John Coates, the acting director of the Security and Exchange Commission’s Corporate Finance division has called for scrutiny around Special Purpose Acquisition Company (SPAC) which has turned into a go-to option for companies going public. Coates said,
“The rapid increase in the volume of SPACs represents a significant change and we are taking a hard look at the disclosures and other structural issues surrounding SPACs,”
The statement comes at a time when the biggest crypto companies including the likes of Coinbase and Bakkt have opted for a SPAC merger for public listing rather than a traditional IPO. The primary reason for opting for a SPAC reason is the swiftness over the traditional process, where a traditional IPO listing could take months and even years and involve a lot of regulatory burdens, SPACs merger is considered smooth and convenient.
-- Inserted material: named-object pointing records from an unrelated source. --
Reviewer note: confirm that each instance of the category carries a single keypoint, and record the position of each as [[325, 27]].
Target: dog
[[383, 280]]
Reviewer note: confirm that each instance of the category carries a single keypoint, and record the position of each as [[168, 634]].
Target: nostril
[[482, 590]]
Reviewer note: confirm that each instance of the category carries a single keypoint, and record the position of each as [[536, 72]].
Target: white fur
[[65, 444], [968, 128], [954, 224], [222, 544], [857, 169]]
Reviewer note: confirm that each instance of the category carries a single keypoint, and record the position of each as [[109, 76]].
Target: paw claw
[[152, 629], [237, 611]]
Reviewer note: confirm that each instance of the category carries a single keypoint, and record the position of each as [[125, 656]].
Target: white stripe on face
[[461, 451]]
The call for scrutiny around SPACs c0mes at a time when it is in a moon phase where $156 billion funds have flowed into these firms over the past 15 months alone with a total of 474 SPACs company getting listed on different exchanges.
A special purpose acquisition company, also known as a “blank check company” is a shell corporation listed on a stock exchange with the purpose of acquiring a private company, thus making it public without going through the traditional initial public offering process.
The growing popularity of these blank-check firms could become a headache for regulators if not monitored.